Lars Løkke Rasmussen will become Denmark’s next prime minister and reside over a one-party government, he said on Friday night.
“It is my estimation that it will be possible to establish a Venstre government under my leadership that will enjoy support in parliament,” Rasmussen told assembled press on Friday after a week of talks with the Danish People’s Party (DF), Liberal Alliance and the Conservatives failed to form a coalition.
Rasmussen said Venstre would put the finishing touches on a government platform and then inform Queen Margrethe of his plans. With her blessing, he will then introduce the members of his cabinet on Sunday.
Rasmussen was selected to become prime minister despite Venstre finishing in third place with 19.5 percent of the vote, behind Helle Thorning-Schmidt's Social Democrats and the far-right DF, which saw support jump to 21.1 percent from 12.3 percent.
Since last Thursday’s election, he has been in coalition talks with DF, the libertarian-leaning Liberal Alliance and the Conservatives but the distance between the parties on issues like public spending ultimately proved too wide to overcome.

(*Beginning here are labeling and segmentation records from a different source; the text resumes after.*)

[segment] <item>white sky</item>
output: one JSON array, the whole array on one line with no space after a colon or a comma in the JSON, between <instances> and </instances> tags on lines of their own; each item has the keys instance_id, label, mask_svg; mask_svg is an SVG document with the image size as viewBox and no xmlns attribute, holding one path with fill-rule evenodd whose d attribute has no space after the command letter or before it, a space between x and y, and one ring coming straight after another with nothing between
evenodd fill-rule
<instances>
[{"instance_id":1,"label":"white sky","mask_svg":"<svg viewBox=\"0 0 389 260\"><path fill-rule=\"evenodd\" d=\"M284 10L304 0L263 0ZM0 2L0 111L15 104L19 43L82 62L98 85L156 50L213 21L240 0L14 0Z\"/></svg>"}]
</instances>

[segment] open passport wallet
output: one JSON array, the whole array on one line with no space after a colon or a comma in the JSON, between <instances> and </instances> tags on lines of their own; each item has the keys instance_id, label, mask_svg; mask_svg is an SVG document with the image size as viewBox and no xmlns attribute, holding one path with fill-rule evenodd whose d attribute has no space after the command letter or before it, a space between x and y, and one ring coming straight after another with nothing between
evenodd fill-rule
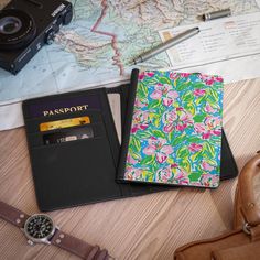
<instances>
[{"instance_id":1,"label":"open passport wallet","mask_svg":"<svg viewBox=\"0 0 260 260\"><path fill-rule=\"evenodd\" d=\"M174 188L116 181L121 138L128 134L124 121L131 104L129 94L131 97L134 91L131 83L23 102L34 187L42 212ZM224 132L221 145L220 178L227 180L238 171Z\"/></svg>"}]
</instances>

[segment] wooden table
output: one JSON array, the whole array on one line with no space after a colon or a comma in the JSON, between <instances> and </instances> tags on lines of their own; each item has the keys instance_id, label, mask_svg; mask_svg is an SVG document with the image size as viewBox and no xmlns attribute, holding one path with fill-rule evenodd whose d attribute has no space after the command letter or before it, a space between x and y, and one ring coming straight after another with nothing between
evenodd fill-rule
<instances>
[{"instance_id":1,"label":"wooden table","mask_svg":"<svg viewBox=\"0 0 260 260\"><path fill-rule=\"evenodd\" d=\"M239 170L260 150L260 78L225 85L224 128ZM172 259L192 240L231 228L236 180L216 191L163 193L50 213L66 232L107 248L117 259ZM24 128L0 132L0 199L37 213ZM0 259L77 259L53 246L30 247L0 219Z\"/></svg>"}]
</instances>

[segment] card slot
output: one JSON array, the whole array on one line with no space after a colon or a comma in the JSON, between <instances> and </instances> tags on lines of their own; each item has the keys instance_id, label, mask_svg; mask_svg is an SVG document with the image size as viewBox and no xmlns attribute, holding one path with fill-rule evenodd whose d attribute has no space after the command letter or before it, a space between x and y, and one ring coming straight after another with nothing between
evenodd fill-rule
<instances>
[{"instance_id":1,"label":"card slot","mask_svg":"<svg viewBox=\"0 0 260 260\"><path fill-rule=\"evenodd\" d=\"M85 138L85 139L78 139L78 140L71 140L67 142L62 142L62 143L50 143L50 144L44 144L44 136L47 134L55 134L55 133L68 133L72 132L72 136L74 136L75 130L80 130L80 129L91 129L93 131L93 137ZM102 123L89 123L86 126L79 126L79 127L73 127L73 128L65 128L65 129L56 129L47 132L36 132L36 133L30 133L28 134L30 147L31 148L37 148L37 147L51 147L51 145L59 145L63 143L68 143L68 142L77 142L77 141L84 141L84 140L89 140L89 139L96 139L96 138L102 138L106 136L106 129Z\"/></svg>"},{"instance_id":2,"label":"card slot","mask_svg":"<svg viewBox=\"0 0 260 260\"><path fill-rule=\"evenodd\" d=\"M68 142L43 144L43 145L39 145L39 147L32 147L31 149L36 150L36 149L51 149L54 147L69 147L69 145L75 145L76 143L79 143L79 142L80 143L88 143L88 142L101 140L101 139L106 140L106 137L86 138L86 139L74 140L74 141L68 141Z\"/></svg>"},{"instance_id":3,"label":"card slot","mask_svg":"<svg viewBox=\"0 0 260 260\"><path fill-rule=\"evenodd\" d=\"M57 128L48 131L35 131L35 132L28 132L28 136L34 136L34 134L46 134L46 133L53 133L53 132L66 132L69 129L76 129L76 128L87 128L87 127L96 127L96 126L104 126L104 122L93 122L93 123L86 123L86 124L80 124L80 126L74 126L74 127L68 127L68 128Z\"/></svg>"},{"instance_id":4,"label":"card slot","mask_svg":"<svg viewBox=\"0 0 260 260\"><path fill-rule=\"evenodd\" d=\"M33 148L30 153L41 210L120 196L106 137Z\"/></svg>"},{"instance_id":5,"label":"card slot","mask_svg":"<svg viewBox=\"0 0 260 260\"><path fill-rule=\"evenodd\" d=\"M100 111L85 111L84 113L74 113L74 115L64 115L64 116L56 116L52 118L37 118L33 119L30 122L26 121L26 132L28 134L30 133L35 133L40 132L40 124L44 122L52 122L52 121L58 121L58 120L64 120L64 119L71 119L71 118L77 118L77 117L89 117L90 123L98 123L102 122L102 113ZM87 123L88 124L88 123ZM84 126L87 126L84 124ZM79 126L75 126L79 127Z\"/></svg>"}]
</instances>

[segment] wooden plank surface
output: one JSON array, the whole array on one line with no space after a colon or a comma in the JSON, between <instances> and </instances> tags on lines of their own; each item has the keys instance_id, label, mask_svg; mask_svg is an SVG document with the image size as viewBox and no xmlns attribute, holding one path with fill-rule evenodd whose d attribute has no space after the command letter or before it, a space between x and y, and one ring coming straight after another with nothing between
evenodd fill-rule
<instances>
[{"instance_id":1,"label":"wooden plank surface","mask_svg":"<svg viewBox=\"0 0 260 260\"><path fill-rule=\"evenodd\" d=\"M241 170L260 150L260 78L225 85L224 128ZM177 247L231 228L235 188L231 180L216 191L176 188L50 215L64 231L117 259L172 259ZM0 199L28 214L39 212L24 128L0 132ZM0 259L77 258L53 246L30 247L19 229L0 219Z\"/></svg>"}]
</instances>

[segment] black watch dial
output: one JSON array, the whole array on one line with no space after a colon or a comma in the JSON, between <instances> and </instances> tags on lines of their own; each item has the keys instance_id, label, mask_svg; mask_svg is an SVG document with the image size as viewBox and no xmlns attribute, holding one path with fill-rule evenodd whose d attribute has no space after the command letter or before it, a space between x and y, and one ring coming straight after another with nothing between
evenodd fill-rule
<instances>
[{"instance_id":1,"label":"black watch dial","mask_svg":"<svg viewBox=\"0 0 260 260\"><path fill-rule=\"evenodd\" d=\"M50 238L54 231L53 220L43 214L33 215L26 220L24 231L33 240Z\"/></svg>"}]
</instances>

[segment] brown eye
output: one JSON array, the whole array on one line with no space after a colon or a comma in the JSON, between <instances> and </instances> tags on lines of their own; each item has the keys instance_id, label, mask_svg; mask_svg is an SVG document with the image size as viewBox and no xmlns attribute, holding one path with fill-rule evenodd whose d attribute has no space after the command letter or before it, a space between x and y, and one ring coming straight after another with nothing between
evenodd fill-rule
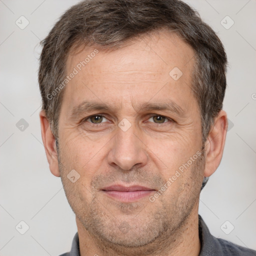
<instances>
[{"instance_id":1,"label":"brown eye","mask_svg":"<svg viewBox=\"0 0 256 256\"><path fill-rule=\"evenodd\" d=\"M166 118L162 116L154 116L150 118L150 120L151 118L152 118L154 122L156 124L163 124L168 121Z\"/></svg>"},{"instance_id":2,"label":"brown eye","mask_svg":"<svg viewBox=\"0 0 256 256\"><path fill-rule=\"evenodd\" d=\"M100 124L103 120L102 116L93 116L88 118L90 122L92 124Z\"/></svg>"}]
</instances>

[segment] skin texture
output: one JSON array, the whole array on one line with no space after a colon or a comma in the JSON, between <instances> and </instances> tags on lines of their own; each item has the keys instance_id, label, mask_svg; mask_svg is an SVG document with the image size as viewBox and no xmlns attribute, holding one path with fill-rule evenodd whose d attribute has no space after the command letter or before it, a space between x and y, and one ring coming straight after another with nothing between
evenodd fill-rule
<instances>
[{"instance_id":1,"label":"skin texture","mask_svg":"<svg viewBox=\"0 0 256 256\"><path fill-rule=\"evenodd\" d=\"M98 53L64 89L58 150L46 114L40 114L50 171L61 177L76 214L81 256L198 255L200 190L204 176L212 175L220 162L226 114L220 112L203 144L199 106L190 88L194 53L175 34L144 36L113 51L81 48L68 57L67 74L96 48ZM169 75L174 67L182 72L177 80ZM88 100L110 108L78 110ZM140 108L170 102L182 114ZM95 116L86 119L100 114L104 118L99 123L92 122ZM130 127L124 132L120 122ZM67 177L72 170L80 175L74 183ZM173 182L168 186L170 178ZM102 190L117 184L154 191L124 202ZM151 202L150 196L164 184Z\"/></svg>"}]
</instances>

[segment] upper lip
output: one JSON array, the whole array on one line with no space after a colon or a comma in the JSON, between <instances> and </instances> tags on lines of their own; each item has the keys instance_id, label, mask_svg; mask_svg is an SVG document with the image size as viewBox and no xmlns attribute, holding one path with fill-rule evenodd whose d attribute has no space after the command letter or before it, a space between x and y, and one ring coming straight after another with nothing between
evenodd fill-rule
<instances>
[{"instance_id":1,"label":"upper lip","mask_svg":"<svg viewBox=\"0 0 256 256\"><path fill-rule=\"evenodd\" d=\"M116 191L124 191L124 192L128 192L128 191L139 191L139 190L154 190L152 188L146 188L144 186L140 186L138 185L134 185L130 186L125 186L122 185L112 185L110 186L106 186L102 190L106 190L106 191L111 191L111 190L116 190Z\"/></svg>"}]
</instances>

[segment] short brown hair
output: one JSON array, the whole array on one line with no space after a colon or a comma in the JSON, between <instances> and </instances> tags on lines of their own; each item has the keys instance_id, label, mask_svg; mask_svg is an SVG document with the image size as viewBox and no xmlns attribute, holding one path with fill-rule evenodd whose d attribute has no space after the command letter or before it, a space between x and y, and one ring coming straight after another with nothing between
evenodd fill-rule
<instances>
[{"instance_id":1,"label":"short brown hair","mask_svg":"<svg viewBox=\"0 0 256 256\"><path fill-rule=\"evenodd\" d=\"M192 88L200 108L205 141L222 108L226 56L214 30L178 0L85 0L61 16L42 42L38 74L42 109L56 138L64 92L58 88L66 76L70 49L82 44L114 49L130 40L163 30L174 32L196 52ZM56 95L50 97L54 91Z\"/></svg>"}]
</instances>

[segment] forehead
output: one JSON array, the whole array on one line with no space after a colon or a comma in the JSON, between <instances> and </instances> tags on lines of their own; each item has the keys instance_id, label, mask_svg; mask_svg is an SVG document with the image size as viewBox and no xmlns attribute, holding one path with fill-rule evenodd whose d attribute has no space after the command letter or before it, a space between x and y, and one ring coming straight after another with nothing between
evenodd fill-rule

See also: DF considers new role in government
DF — which campaigned on tighter immigration rules, higher pensions for low-income earners and more money for healthcare and the elderly — has given previous conservative governments parliamentary support. But analysts say its new clout poses a dilemma for the party since staying outside government risks disappointing many voters, while assuming government responsibility could also make it less popular in the long run.
With just 34 mandates, the Venstre government will be Denmark’s smallest since 1973. That government, led by Venstre’s Poul Hartling, had just 22 mandates behind it and lasted only 14 months.